In a mandatory accounting State, some proceeding that must be filed so the the Court knows the Estate has been properly completed.  This generally involves filing forms and paying a filing fee. There are generally time constraints. I’m not going into more detail because New York (where I practice) is NOT a mandatory accounting State.

In a non-mandatory accounting State, the fiduciary is not required to file anything with the Court to show that the Estate is completed.  This raises two logical questions:

  1. What should fiduciaries do to properly complete an Estate and protect themselves?
  2. What happens (in a non-mandatory State like New York) if there is some issue or problem in completing the Estate?

What a fiduciary SHOULD do is keep good records, communicate regularly and transparently  with the beneficiaries, file any tax returns that are required, and then….SEEK TO COMPLETE THE ESTATE WITH AN INFORMAL ACCOUNTING.

This is done by showing the beneficiaries what has been done.  This can be done with a letter, or on a spreadsheet, or in any way that shows a bottom line for a proposed final distribution.  With this informal accounting we send a document called a “Receipt & Release. This essentially says “I know what you did as Fiduciary and I agree it was correct and I agree with the bottom line and I release any claims I may have about this”. The letter to the beneficiary makes clear that when the Receipt and Release is signed “then you will get your money”.

What if the beneficiaries don’t agree? Or don’t respond?

While New York is not a mandatory accounting State, the Surrogate’s Courts have an Accounting Department, where you CAN file a formal Accounting Proceeding.  Unfortunately, this happens a lot.  The Accounting Department is where the action is, and where most of the really acrimonious disputes are filed.
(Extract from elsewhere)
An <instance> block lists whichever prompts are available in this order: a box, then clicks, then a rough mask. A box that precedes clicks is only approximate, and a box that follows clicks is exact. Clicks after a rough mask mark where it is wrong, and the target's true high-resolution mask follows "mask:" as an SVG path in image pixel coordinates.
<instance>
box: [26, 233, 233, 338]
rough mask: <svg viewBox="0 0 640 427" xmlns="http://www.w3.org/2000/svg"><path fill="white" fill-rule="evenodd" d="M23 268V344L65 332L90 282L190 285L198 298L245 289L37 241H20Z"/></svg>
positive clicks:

In a nutshell, when a Fiduciary wants approval for what they have done, or what they are proposing to do to complete the Estate, a petition for a formal accounting is filed with the Court. The Court will then issue a Citation to the interested parties, telling them essentially “The Fiduciary has filed the attached accounting and is asking the Court to approve it. Come to Court on (date) or a Decree will be issued approving the Accounting.”

If a beneficiary gets such a Citation and wants to dispute something, they file Objections to the Accounting. This then becomes a case, like any other civil litigation….discovery, motions, conferences, etc.

Generally an expensive, nasty mess.

Which is why it’s better to do a good job as fiduciary and find a way to account informally.

If you know this from the outset, and work transparently and with good communication, an informal accounting is much more likely.